3. Training Too Much
A lot of us think that if we do more then we will improve faster right? That might be the case. However, if you are working to the point where your body is not able to catch up with the damage you have done to your muscles, you are digging yourself deep into the over training hole. Road Bike Rider and Runners World both say that over training could lead to negative effects such as decrease in performance, getting sick more often, disturbance to sleep, injuries, increased irritability, and apathy. Adjust your training plan to add more rest and recovery if you feel like you have symptoms of over training. If you need a lot of rest, do not stress out about it. You will make leaps and bounds more improvement if you properly rest and recovery versus not allowing yourself enough recovery.
Delavier’s book Stretching Anatomy states that “Repetitive athletic movements can reduce your range of motion by tightening the muscles and tendons.” So when you frequently use a muscle group, the muscles are getting tighter and shorter. When you stretch your are maintaining their flexibility and motion. Delavier also mentions how stretching helps accelerate the process of developing muscles tone. “Using the muscle’s strength in passive resistance, stretching accelerates the speed at which the proteins that make up the muscle fibers are synthesized. Your body gains muscle tone, strength, and resilience this way.” Yoga is a great example of this of being able to stretch but also tone your muscles at the same time.
I know we all love stretching (that was a sarcastic comment), but it is such an important part of injury prevention that most people do not take seriously. You can stretch before your work out as long as your muscles are warmed up but definitely after you complete your work out.
5. Cross Training
Cross training is important because it helps prevent overuse injuries. In your specific sport, you have primary muscles groups that you use daily. Cross training helps give other muscles groups attention that it normally wouldn’t get. Cross training is also a great way to get in active recovery or maintain fitness while you are injured.

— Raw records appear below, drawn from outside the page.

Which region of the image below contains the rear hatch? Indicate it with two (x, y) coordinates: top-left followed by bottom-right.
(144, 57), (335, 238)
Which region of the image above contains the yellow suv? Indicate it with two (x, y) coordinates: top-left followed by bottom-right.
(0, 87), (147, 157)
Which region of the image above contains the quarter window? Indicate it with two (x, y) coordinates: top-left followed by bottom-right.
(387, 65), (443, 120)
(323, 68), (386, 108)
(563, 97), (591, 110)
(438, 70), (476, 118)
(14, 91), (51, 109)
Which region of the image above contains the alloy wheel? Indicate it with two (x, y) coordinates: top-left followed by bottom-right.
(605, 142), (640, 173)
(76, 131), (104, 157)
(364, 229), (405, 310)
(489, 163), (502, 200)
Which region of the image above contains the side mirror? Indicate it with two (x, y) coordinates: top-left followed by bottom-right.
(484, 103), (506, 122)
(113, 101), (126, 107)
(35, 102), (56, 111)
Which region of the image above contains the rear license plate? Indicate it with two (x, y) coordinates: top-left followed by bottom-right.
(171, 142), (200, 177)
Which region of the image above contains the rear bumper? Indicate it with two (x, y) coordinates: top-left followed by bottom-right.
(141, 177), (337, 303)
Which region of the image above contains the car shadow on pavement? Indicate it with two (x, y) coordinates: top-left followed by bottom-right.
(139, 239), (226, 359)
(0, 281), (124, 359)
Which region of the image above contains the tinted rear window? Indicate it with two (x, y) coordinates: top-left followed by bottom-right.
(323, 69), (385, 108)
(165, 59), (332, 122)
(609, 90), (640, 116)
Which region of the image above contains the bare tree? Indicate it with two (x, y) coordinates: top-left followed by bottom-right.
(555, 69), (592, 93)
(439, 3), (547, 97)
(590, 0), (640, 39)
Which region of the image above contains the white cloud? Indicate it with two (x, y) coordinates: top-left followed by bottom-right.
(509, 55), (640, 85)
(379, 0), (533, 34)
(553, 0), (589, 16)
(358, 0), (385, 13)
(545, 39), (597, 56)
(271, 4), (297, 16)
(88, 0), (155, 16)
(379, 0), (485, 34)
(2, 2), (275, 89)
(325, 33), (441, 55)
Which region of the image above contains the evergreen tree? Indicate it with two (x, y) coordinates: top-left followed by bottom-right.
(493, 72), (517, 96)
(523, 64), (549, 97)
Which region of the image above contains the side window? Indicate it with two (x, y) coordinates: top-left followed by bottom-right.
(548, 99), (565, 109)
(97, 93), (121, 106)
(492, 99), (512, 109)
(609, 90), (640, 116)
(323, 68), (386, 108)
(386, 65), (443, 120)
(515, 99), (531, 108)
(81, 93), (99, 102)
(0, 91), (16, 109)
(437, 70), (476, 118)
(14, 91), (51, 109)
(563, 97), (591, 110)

We do not emphasize rest enough as a society. It is such an important part of your training plan, yet we underestimate the power of it. Michael Matthew’s Thinner Leaner Stronger: The Simple Science of Building the Ultimate Female Body says “If you don’t allow your body to fully recover from a workout before you subject the same muscles to overload again, it doesn’t matter how strictly you follow your diet or this training protocol—eventually you will struggle to make progress, and you will feel physically worse and worse over time.” I am pretty sure everyone’s goal in their work outs in to make progress, and that definitely does not sound like progress to me. Make sure you give yourself off days or plenty of rest in between work outs.
If you have an injury that gets worse or persist, see your doctor and get a medical professional involved.